The evidence is clear. The radicals could only have feared losing the vote of 5 of the 9 justices. Fearing that more than half of the justices would find their actions unlawful, they proceeded to play with the Court's membership to rig the decisions.
And when that failed, as in the 9-zip decision in Ex Parte Milligan, they interfered with the jurisdiction of the court as in McCardle.
McCardle was a newpaper editor in Vicksburg, Mississippi, who was arrested by federal officials for writing a series of newspaper articles that were highly critical of Reconstruction and especially of the military rule of the sourth following the Civil War....Constitutional Law, Principles and Policies, Second Edition, 2002, Erwin Chemerinsky,McCardle contended that the Military Reconstruction Act was unconstitutional in that it provided for military trials for civilians. He also claimed that his prosecution violated specific Bill of Rights provisions, including the First, Fifth, and Sixth Amendments. The United States government argued that the federal courts lacked jurisdiction to grant habeas corpus to McCardle under the 1867 Act. The federal government read the 1867 statute, despite its language to the contrary, as providing federal court relief only for state prisoners.
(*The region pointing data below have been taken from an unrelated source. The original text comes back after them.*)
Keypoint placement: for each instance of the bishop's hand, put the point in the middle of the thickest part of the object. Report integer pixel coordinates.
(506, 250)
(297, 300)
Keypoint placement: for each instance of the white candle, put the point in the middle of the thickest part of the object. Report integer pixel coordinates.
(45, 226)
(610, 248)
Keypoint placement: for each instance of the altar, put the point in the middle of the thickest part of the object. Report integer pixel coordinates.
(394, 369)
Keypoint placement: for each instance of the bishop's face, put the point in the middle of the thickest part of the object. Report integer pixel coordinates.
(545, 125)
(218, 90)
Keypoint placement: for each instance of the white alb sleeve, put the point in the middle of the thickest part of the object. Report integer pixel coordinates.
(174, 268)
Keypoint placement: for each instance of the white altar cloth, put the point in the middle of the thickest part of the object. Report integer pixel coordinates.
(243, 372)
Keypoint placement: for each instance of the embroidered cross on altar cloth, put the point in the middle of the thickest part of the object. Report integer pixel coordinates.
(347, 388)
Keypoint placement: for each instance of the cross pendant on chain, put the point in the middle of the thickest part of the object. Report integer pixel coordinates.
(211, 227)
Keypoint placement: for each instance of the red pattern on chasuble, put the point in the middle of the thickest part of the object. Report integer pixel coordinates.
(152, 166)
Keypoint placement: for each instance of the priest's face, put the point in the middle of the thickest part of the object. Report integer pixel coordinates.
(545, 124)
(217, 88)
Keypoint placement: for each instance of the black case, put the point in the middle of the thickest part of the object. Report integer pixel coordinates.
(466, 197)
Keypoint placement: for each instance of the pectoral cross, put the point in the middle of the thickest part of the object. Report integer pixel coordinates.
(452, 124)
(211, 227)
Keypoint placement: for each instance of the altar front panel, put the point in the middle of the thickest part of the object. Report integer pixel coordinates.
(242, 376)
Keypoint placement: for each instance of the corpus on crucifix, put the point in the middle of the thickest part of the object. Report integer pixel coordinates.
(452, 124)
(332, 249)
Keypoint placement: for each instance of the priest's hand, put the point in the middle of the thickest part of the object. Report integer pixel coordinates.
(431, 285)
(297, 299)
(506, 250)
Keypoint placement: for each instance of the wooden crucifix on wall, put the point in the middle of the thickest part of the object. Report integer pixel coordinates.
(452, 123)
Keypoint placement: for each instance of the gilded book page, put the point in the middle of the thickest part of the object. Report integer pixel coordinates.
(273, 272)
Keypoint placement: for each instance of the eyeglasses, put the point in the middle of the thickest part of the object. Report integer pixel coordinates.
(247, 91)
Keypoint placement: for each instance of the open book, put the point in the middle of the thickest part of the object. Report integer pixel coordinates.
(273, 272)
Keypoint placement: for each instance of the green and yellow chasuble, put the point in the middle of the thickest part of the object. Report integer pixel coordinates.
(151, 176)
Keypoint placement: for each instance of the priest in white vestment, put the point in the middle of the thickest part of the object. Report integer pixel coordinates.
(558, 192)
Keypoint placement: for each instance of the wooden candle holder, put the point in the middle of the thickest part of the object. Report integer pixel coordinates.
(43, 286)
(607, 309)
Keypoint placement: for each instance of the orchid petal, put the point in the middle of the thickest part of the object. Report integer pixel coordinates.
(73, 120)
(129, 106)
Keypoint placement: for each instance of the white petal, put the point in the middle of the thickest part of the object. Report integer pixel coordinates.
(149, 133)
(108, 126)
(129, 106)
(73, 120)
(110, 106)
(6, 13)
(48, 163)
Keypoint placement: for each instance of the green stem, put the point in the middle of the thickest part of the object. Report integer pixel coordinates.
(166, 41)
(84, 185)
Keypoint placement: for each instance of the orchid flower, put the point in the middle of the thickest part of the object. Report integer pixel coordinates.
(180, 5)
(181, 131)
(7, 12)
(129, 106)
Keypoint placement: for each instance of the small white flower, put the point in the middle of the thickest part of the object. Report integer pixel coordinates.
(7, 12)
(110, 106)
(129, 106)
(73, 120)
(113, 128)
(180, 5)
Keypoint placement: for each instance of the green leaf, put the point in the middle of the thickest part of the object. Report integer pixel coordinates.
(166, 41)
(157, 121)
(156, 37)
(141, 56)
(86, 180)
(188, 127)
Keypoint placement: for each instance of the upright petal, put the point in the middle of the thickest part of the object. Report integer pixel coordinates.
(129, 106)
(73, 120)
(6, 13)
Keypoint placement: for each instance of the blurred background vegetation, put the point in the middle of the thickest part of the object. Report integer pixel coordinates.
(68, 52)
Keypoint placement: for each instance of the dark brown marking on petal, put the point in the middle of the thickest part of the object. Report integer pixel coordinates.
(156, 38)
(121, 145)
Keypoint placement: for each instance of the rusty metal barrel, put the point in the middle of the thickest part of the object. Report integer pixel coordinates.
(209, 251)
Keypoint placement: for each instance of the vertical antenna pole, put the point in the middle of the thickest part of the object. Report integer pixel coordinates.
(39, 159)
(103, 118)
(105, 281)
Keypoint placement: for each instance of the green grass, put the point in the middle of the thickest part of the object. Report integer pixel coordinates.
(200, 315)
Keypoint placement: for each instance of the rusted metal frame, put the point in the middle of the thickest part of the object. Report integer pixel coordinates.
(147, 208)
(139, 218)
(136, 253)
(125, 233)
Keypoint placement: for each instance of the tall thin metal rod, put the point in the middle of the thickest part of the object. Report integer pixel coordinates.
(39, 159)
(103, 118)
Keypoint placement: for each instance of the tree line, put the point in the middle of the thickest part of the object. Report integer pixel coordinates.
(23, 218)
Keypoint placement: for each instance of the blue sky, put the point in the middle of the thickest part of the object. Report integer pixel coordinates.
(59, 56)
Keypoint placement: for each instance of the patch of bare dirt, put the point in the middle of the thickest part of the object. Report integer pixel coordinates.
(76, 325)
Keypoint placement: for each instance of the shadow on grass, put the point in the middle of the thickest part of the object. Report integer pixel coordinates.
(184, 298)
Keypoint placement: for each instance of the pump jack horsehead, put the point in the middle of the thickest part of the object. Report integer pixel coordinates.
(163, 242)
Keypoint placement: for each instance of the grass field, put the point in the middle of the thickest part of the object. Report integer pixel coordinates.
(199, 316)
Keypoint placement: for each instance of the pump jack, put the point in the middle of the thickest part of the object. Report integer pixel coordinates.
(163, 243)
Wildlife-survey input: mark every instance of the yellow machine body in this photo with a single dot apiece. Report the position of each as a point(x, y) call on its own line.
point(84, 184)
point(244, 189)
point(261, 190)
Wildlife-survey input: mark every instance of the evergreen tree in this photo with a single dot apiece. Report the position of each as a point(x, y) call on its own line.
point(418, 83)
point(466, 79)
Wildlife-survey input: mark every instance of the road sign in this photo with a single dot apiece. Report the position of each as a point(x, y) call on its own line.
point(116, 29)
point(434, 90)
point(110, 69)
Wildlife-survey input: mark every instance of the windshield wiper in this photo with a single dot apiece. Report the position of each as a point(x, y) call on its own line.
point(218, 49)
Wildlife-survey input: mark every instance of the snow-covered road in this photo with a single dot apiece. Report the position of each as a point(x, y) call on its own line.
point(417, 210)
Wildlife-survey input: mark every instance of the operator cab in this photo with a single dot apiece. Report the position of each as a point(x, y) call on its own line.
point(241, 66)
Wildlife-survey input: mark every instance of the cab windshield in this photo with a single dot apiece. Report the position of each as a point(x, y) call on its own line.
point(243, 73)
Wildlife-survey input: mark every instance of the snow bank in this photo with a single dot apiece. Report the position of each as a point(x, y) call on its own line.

The Supreme Court rejected this contention and set the case for argument on the merits of McCardle's claim that the Military Reconstruction Act and his prosecution were unconstitutional
On March 9, 1868, the Supreme Court held oral arguments on McCardle's constitutional claims. Three days later, on March 12, 1868, Congress adopted a rider to an inconsequential tax bill that repealed that part of the 1867 statute that authorized Supreme Court appellate review of writs of habeas corpus. Members of Congress stated that their purpose was to remove the McCardle case from the Supreme Court's docket and thus prevent the Court from potentially invalidating Reconstruction. Representative Wilson declared that the "amendment [repealing Supreme Court authority under the 1867 Act is] aimed at striking at a branch of the jurisdiction of the Supreme Court... thereby sweeping the [McCardle] case from the docket by taking away the jurisdiction of the Court."
On March 25, 1868, President Andrew Johnson vetoed the attempted repeal of Supreme Court jurisdiction. It should be noted that this was five days before the Senate was scheduled to begin its impeachment trial of President Johnson and that the grounds for impeachment focused solely on his alleged obstruction of Reconstruction. President Johnson declared: "I cannot give my assent to a measure which proposes to deprive any person restrained of his or her liberty in violation of the Constitution.... from the right of appeal to the highest judicial authority known to our government." The Congress immediately overrode President Johnson's veto on March 27, 1868.
The Military Reconstruction Act was unconstitutional. The radical Congress knew it was unconstitutional. They knew the Supreme Court would rule that it was unconstitutional. In order that they should be able to perform unconstitutional acts, they took away the jurisdiction of the Supreme Court to rule on the case.